If the government cannot provide a legal foundation
for its action then the UK courts would regard the action as unlawful,
since there would be no lawful authority for it.
This core meaning of the rule of law tells one nothing
as to the nature of the challenged governmental action. The government
might be seeking to achieve some benign objective, or it might
be attempting to do something that most would regard as undesirable.
This is irrelevant for the purposes of the present inquiry. The
measure would be equally contrary to the rule of law if the government
could not point to some basis for its action that would be regarded
as valid by that legal system.
(b) The Rule of Law and Guiding Conduct
The meaning of the rule of law considered in the
preceding section is important, but limited. Any law properly
passed by Parliament would meet the rule of law defined in this
manner. Thus the fact that laws should be passed in the correct
legal manner is a necessary facet of the rule of law, but it is
not sufficient.
It is for this reason that most would agree that
the rule of law demands more than this. A further important aspect
of the rule of law is that the laws thus promulgated should be
capable of guiding ones conduct in order that one can plan ones
life.
It is from this general precept that Raz deduced
a number of more specific attributes that laws should have in
order that they could be said to comply with the rule of law.[176]
All are related to the idea of enabling individuals to be able
to plan their lives. The 'list' includes the following: that laws
should be prospective, not retrospective; that they should be
relatively stable; that particular laws should be guided by open,
general and clear rules; that there should be an independent judiciary;
that there should be access to the courts; and that the discretion
which law enforcement agencies possess should not be allowed to
undermine the purposes of the relevant legal rules.
The rule of law in the sense articulated here could
be met by regimes whose laws were morally objectionable, provided
that they complied with the formal precepts of the rule of law.
It is equally the case that not all laws passed by a democratic
regime will necessarily comply with the rule of law.

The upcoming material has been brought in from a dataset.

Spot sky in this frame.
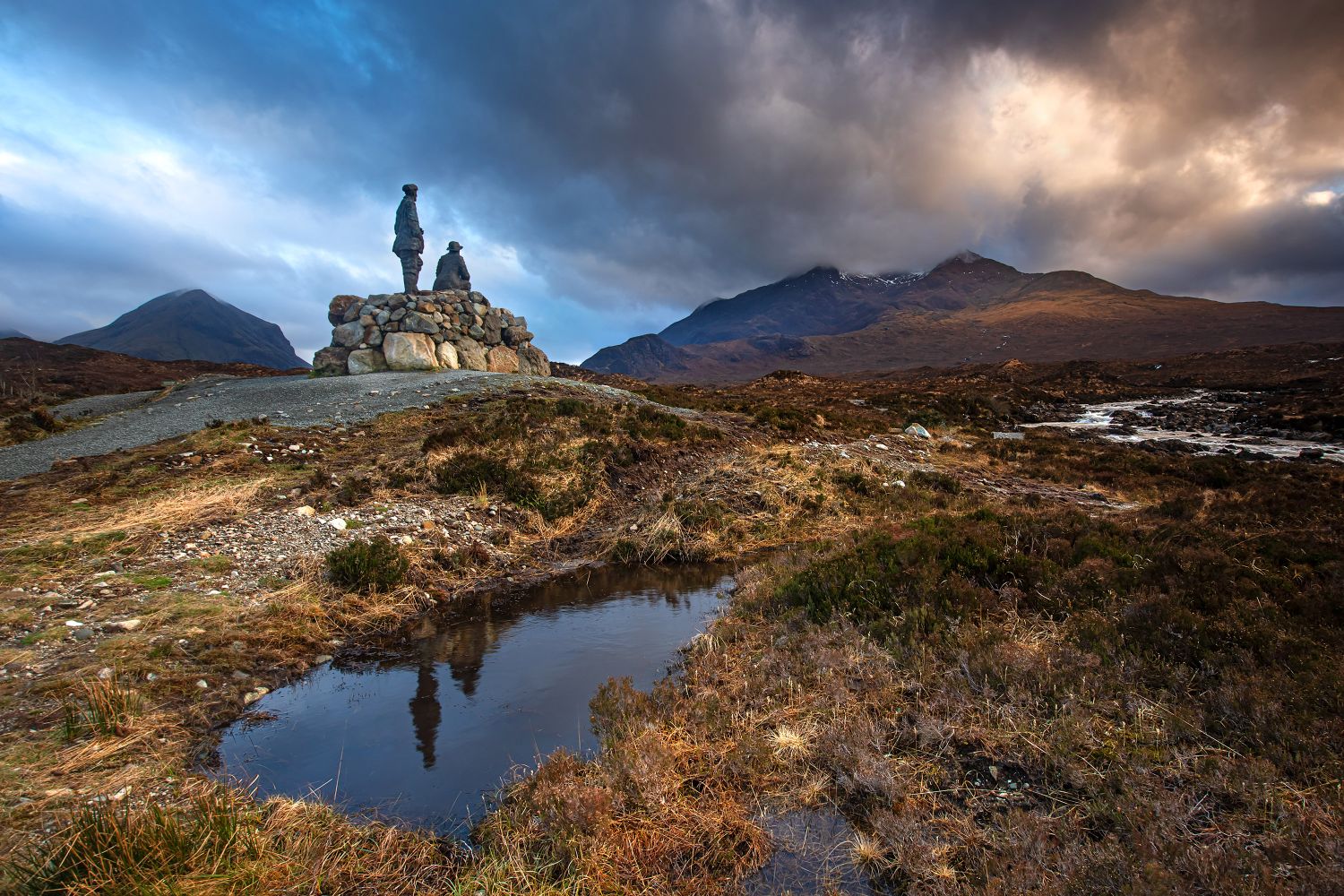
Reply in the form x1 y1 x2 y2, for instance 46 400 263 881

The rule of law on this view is essentially a negative
value, as Raz himself admits. Given that the law can empower the
state to do all manner of things the rule of law minimises the
danger created by the law itself. It does so by ensuring that
whatever the content of the law, at least it should be open, clear,
stable, general and applied by an impartial judiciary.
It would however be mistaken not to recognise the
more positive side of the rule of law when viewed in this manner.
Even if the actual content of the law is morally reprehensible,
conformity to the rule of law will often be necessary to ensure
that individuals actually comply with the demands which the law
imposes.
It is also important to recognise, as Raz emphasises,
that the rule of law in the above sense is only one virtue of
a legal system, and may have to be sacrificed to attain other
desired ends. We may feel that the rule of law virtues of having
clear, general laws should be sacrificed if the best or only way
to achieve a desired goal is to have more discretionary, open-textured
legal provisions. This may be so where it is not possible to lay
down in advance in the enabling legislation clear rules in sufficient
detail to cover all eventualities. Modifications to the rule of
law in this manner are not somehow forbidden or proscribed. Given
that it is only one virtue of a legal system it should not prevent
the attainment of other virtues valued by that system.
It is moreover important to be clear as to the consequences
of breach of the rule of law in the sense considered in this section.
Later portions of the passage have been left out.